Die theorie kwam de afgelopen jaren niet uit. Een foto van een uitpuilende rubberboot vol vluchtelingen in het VVD-programma van 2021 herinnert de lezer eraan dat vluchtelingen het risico nog steeds nemen. Maar de zoektocht van de liberalen naar oplossingen is verschoven van de veiligheid van de bootvluchteling naar de grensbewaking van Nederland.
De afkeurende toon van de VVD jegens vluchtelingen is een constante. In 2017 klonk de kritiek in het verkiezingsprogramma: ‘Grote groepen migranten die hier tegelijkertijd komen, integreren over het algemeen niet. Zij zonderen zich juist af van onze maatschappij. (…) Zitten er tussen al die mensen (…) mogelijk terroristen die hier aanslagen gaan plegen? Hoelang duurt het nog voordat de intolerantie en haat uit het Midden-Oosten zich ook in onze samenleving nestelt?’
Vier jaar later stelt de partij: ‘Geboden opvang in Nederland is geen recht maar een gunst. In ruil daarvoor verwachten we dat nieuwkomers meedoen aan een vrije samenleving. Anders ben je beter af op een ander continent.’
In Europa wil de VVD een mini-Schengenzone met strikte grenscontroles, voor het geval dat de ‘migratiedeals’ of opvangcentra aan de Europese buitengrenzen te wensen overlaten. Als deze afzonderlijke grenscontroles onmogelijk blijken, wil de partij de mogelijkheid hebben om Nederlandse grenzen te sluiten voor migranten en hun recht op asielaanvragen op te schorten.
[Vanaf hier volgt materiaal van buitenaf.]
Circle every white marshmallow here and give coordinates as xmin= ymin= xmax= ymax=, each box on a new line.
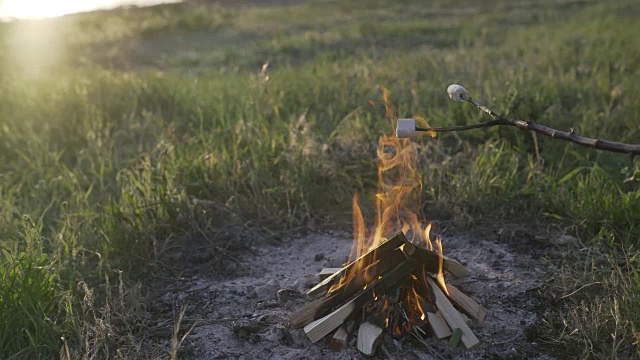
xmin=447 ymin=84 xmax=469 ymax=102
xmin=396 ymin=119 xmax=418 ymax=138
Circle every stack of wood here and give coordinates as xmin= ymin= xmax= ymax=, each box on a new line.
xmin=289 ymin=233 xmax=487 ymax=355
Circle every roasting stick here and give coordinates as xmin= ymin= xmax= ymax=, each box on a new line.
xmin=396 ymin=84 xmax=640 ymax=156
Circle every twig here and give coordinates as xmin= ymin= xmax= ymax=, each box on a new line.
xmin=416 ymin=98 xmax=640 ymax=156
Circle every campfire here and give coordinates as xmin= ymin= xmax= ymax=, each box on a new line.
xmin=289 ymin=88 xmax=486 ymax=355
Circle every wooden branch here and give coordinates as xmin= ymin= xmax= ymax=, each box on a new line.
xmin=304 ymin=260 xmax=414 ymax=342
xmin=329 ymin=320 xmax=356 ymax=351
xmin=447 ymin=284 xmax=487 ymax=321
xmin=416 ymin=98 xmax=640 ymax=155
xmin=427 ymin=277 xmax=480 ymax=349
xmin=307 ymin=235 xmax=407 ymax=297
xmin=427 ymin=311 xmax=451 ymax=339
xmin=318 ymin=268 xmax=342 ymax=281
xmin=289 ymin=249 xmax=406 ymax=327
xmin=357 ymin=321 xmax=382 ymax=356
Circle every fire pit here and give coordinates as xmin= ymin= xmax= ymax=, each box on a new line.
xmin=289 ymin=113 xmax=487 ymax=355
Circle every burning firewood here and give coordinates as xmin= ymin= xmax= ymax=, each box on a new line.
xmin=289 ymin=233 xmax=486 ymax=355
xmin=318 ymin=268 xmax=342 ymax=281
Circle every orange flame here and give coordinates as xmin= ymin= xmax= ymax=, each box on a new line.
xmin=329 ymin=85 xmax=446 ymax=321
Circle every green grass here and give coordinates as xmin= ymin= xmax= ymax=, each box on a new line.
xmin=0 ymin=0 xmax=640 ymax=359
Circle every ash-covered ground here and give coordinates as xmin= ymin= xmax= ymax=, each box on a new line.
xmin=157 ymin=229 xmax=553 ymax=360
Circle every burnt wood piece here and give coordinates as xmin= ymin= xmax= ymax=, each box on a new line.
xmin=289 ymin=249 xmax=407 ymax=327
xmin=329 ymin=320 xmax=356 ymax=351
xmin=318 ymin=268 xmax=342 ymax=281
xmin=357 ymin=321 xmax=382 ymax=356
xmin=447 ymin=284 xmax=487 ymax=321
xmin=304 ymin=260 xmax=414 ymax=342
xmin=449 ymin=328 xmax=462 ymax=349
xmin=307 ymin=233 xmax=407 ymax=297
xmin=427 ymin=277 xmax=480 ymax=349
xmin=403 ymin=240 xmax=471 ymax=278
xmin=427 ymin=311 xmax=451 ymax=339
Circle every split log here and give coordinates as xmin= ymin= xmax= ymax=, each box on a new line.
xmin=427 ymin=277 xmax=480 ymax=349
xmin=427 ymin=311 xmax=451 ymax=339
xmin=357 ymin=321 xmax=382 ymax=356
xmin=318 ymin=268 xmax=342 ymax=281
xmin=289 ymin=249 xmax=407 ymax=327
xmin=329 ymin=320 xmax=356 ymax=351
xmin=447 ymin=284 xmax=487 ymax=321
xmin=304 ymin=260 xmax=414 ymax=342
xmin=449 ymin=328 xmax=462 ymax=349
xmin=307 ymin=233 xmax=407 ymax=297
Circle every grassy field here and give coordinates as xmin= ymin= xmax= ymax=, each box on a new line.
xmin=0 ymin=0 xmax=640 ymax=359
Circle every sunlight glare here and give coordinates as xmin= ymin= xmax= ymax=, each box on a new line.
xmin=0 ymin=0 xmax=179 ymax=19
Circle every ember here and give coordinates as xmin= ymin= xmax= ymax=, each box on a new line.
xmin=289 ymin=87 xmax=486 ymax=355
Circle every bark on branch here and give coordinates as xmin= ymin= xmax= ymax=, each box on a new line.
xmin=416 ymin=98 xmax=640 ymax=155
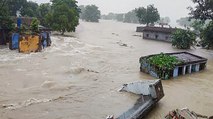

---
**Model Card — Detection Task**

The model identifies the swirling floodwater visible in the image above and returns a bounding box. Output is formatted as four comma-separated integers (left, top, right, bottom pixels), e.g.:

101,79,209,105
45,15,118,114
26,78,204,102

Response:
0,21,213,119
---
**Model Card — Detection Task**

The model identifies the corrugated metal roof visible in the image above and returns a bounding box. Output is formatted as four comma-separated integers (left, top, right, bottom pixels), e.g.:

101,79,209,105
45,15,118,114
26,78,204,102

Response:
143,26,176,33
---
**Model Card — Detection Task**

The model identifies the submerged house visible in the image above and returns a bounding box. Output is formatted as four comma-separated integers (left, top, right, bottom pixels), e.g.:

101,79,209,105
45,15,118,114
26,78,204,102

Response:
136,26,176,42
139,52,207,79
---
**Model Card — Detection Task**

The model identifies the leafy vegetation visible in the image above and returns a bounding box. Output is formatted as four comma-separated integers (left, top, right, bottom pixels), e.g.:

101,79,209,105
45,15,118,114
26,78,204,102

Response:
124,10,139,23
172,29,196,49
136,5,160,26
81,5,101,22
201,21,213,49
0,0,15,30
30,18,39,33
148,53,182,70
189,0,213,21
46,0,80,35
143,53,183,79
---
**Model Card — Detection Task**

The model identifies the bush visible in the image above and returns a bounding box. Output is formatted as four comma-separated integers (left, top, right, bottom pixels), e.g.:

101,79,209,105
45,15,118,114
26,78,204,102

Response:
30,18,39,33
172,29,196,49
201,21,213,49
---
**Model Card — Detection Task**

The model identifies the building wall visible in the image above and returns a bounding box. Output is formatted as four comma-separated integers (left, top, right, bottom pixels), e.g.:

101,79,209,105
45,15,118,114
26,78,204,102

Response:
143,31,172,42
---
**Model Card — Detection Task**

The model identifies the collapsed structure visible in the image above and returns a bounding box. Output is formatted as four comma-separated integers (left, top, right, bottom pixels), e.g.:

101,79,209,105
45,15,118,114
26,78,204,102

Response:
107,80,164,119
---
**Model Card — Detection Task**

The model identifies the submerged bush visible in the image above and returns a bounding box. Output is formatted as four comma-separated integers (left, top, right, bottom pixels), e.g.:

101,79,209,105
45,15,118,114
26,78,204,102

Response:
201,21,213,49
148,53,182,70
172,29,196,49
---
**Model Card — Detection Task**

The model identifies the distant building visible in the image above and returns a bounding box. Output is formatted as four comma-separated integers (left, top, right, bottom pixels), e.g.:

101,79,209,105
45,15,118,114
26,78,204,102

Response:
136,26,176,42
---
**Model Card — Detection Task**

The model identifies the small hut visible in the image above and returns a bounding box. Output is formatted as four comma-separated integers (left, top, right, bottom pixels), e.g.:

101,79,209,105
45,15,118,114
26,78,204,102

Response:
136,26,176,42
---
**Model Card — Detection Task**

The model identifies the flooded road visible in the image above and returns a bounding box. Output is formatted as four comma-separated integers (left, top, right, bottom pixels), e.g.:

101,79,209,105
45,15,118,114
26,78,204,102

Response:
0,21,213,119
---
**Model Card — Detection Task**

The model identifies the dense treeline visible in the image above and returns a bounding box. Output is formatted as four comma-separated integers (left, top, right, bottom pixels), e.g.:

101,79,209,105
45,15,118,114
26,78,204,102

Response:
101,5,161,25
173,0,213,49
79,5,101,22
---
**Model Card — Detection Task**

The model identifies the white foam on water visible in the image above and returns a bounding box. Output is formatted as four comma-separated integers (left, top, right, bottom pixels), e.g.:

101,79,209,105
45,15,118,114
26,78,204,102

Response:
2,98,52,110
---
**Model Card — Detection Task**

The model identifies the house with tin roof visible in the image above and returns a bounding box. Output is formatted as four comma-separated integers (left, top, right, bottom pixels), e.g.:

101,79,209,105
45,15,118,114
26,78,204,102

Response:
136,26,176,42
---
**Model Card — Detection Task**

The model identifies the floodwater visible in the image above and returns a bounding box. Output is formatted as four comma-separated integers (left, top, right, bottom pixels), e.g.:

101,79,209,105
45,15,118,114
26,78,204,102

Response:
0,21,213,119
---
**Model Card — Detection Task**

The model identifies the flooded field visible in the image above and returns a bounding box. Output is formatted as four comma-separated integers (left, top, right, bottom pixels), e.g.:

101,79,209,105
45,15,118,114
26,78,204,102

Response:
0,21,213,119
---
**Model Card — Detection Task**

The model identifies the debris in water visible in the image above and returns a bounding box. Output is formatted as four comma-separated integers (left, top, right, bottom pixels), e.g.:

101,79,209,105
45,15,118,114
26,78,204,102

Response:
107,80,164,119
165,108,213,119
117,41,128,47
112,33,119,36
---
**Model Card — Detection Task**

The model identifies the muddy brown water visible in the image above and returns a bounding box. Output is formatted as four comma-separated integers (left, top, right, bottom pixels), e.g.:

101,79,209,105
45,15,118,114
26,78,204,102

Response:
0,21,213,119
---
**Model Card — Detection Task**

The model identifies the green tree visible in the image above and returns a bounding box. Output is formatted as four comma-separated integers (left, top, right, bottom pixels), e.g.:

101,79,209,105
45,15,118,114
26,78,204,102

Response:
45,0,80,35
124,10,138,23
7,0,27,16
136,5,160,26
115,14,124,22
82,5,101,22
37,3,51,26
158,17,171,25
21,1,38,17
201,21,213,49
79,5,86,19
176,17,192,28
0,0,14,30
172,29,196,49
189,0,213,21
30,18,39,33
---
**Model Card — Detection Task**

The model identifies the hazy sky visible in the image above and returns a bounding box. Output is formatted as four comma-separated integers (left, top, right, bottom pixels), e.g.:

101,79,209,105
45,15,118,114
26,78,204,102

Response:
33,0,193,25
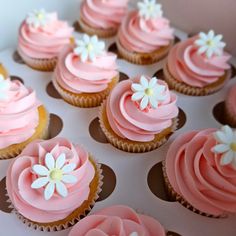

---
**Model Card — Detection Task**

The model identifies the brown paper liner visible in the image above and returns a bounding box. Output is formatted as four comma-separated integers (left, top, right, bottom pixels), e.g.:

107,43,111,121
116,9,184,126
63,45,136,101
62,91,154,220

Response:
0,106,49,160
99,101,178,153
162,161,227,218
116,40,174,65
18,48,57,71
78,18,117,38
163,63,231,96
52,74,119,108
7,156,103,232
Hoe verhoudt dat zich tot het VN-Vluchtelingenverdrag? In 1956 sloot Nederland zich hierbij aan, een verdrag dat deelnemende landen verbiedt om vluchtelingen terug te sturen naar een land waar ze gevaar lopen. In de Europese Unie gaan deelstaten hier verschillend mee om: die ruimte nemen landen momenteel.
Mocht het idee van de mini-Schengenzone toch botsen met het VN-verdrag, dan wil de VVD het internationale verdrag aanpassen. Het doel? De verplichte opvang van mensen in nood begrenzen tot het continent waar de vluchteling vandaan komt. Nederlands geld kan besteed worden aan regionale opvang met speciale voorzieningen voor de allerkwetsbaarsten zoals minderjarigen. De VVD zegt hen te willen helpen ‘zoals Nederland dit nu ook met vluchtelingenkinderen in Griekenland doet’.
Betekent dit verkiezingsprogramma dat de VVD een manier zoekt om nul vluchtelingen op te hoeven nemen in Nederland, zoals ze ook in het programma uit 2017 noemden? De partij draait het om en wil zelf mensen uitnodigen uit de regionale opvangkampen. Mensen die wij zelf ‘willen’, ‘bijvoorbeeld op basis van taal- en opleidingsniveau en affiniteit met een vrije samenleving.’
CDA: Draagvlak en spankracht in Nederland eerst
De christendemocraten willen de migratiestromen naar Nederland afstemmen op draagvlak en ‘spankracht’ in onze samenleving. Net als de VVD zoekt het CDA naar ‘grip’ op migratie, in plaats van migratie te beschouwen als een fenomeen dat ons ‘overkomt’. De partij kijkt net als de VVD kritisch naar internationale afspraken zoals het VN-vluchtelingenverdrag om hedendaagse migratiestromen in te dammen.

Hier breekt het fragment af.